Licht und Maß

Besprochene Bücher / Literaturhinweise

Hugo von Hofmannsthal war kein Griechenland-Schwärmer, als er 1908 - von Italien kommend - über Korfu und Patras nach Athen reiste und unter anderem Delphi besuchte. Nach dem Vorbild von Maurice Berrès war er zugleich "begeistert" und "beherrscht". Auch haderte er mit seiner Tragödientrilogie, deren zweiter Teil "Orest in Delphi" nicht zur Ausführung kam, deren ersten ("Elektra", 1903) und dritten ("Ödipus und die Sphinx", 1905) Teil er als gescheiterte Versuche ansah, sich jener Vision des Griechischen zu bemächtigen, von der Winkelmann und Goethe und nach ihnen die großen Intellektuellen des 19. Jahrhunderts immer wieder fabuliert hatten.

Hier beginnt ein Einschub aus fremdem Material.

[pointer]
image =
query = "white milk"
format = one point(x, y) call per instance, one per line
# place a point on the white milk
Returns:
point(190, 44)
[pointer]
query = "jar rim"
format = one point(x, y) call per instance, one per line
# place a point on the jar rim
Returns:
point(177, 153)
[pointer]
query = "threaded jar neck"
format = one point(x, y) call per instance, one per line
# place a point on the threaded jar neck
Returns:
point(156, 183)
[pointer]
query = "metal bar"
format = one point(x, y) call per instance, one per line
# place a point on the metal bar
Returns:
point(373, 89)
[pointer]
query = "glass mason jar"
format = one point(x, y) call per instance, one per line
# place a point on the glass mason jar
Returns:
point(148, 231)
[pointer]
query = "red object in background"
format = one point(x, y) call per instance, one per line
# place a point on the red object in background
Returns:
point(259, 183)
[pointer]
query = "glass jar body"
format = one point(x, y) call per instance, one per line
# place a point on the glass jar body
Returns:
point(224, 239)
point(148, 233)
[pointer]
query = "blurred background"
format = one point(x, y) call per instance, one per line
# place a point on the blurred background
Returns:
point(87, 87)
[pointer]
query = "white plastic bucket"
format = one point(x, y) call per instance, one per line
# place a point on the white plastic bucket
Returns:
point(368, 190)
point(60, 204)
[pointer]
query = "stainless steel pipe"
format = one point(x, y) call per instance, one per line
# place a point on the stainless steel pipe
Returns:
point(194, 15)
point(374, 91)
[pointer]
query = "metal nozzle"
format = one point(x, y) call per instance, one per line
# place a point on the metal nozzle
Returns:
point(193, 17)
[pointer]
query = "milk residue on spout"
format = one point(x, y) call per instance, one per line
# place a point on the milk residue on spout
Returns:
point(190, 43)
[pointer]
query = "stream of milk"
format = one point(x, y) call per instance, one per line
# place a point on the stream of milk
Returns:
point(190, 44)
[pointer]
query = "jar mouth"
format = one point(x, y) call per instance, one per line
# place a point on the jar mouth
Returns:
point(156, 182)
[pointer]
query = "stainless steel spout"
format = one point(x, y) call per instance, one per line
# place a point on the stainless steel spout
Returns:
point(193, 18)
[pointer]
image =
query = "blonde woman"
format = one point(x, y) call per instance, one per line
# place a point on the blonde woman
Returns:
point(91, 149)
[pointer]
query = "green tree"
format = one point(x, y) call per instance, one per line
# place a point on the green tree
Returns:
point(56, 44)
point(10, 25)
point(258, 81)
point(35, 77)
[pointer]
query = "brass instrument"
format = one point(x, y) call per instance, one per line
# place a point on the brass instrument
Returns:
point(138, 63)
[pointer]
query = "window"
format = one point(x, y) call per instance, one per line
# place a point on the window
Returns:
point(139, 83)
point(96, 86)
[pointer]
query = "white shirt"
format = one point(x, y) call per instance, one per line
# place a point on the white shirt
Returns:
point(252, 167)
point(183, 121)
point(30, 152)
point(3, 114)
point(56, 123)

Für Hofmannsthal war Griechenland Licht und Maß, und es scheint so, als habe er selbst von den Zeugnissen des antiken Athen nur widerwillig Kenntnis genommen: Er "sah weder nach der Akropolis noch nach dem Olympieion", berichtet sein Reisebegleiter, der Kulturpolitiker und Kunstsammler Harry Graf Kessler.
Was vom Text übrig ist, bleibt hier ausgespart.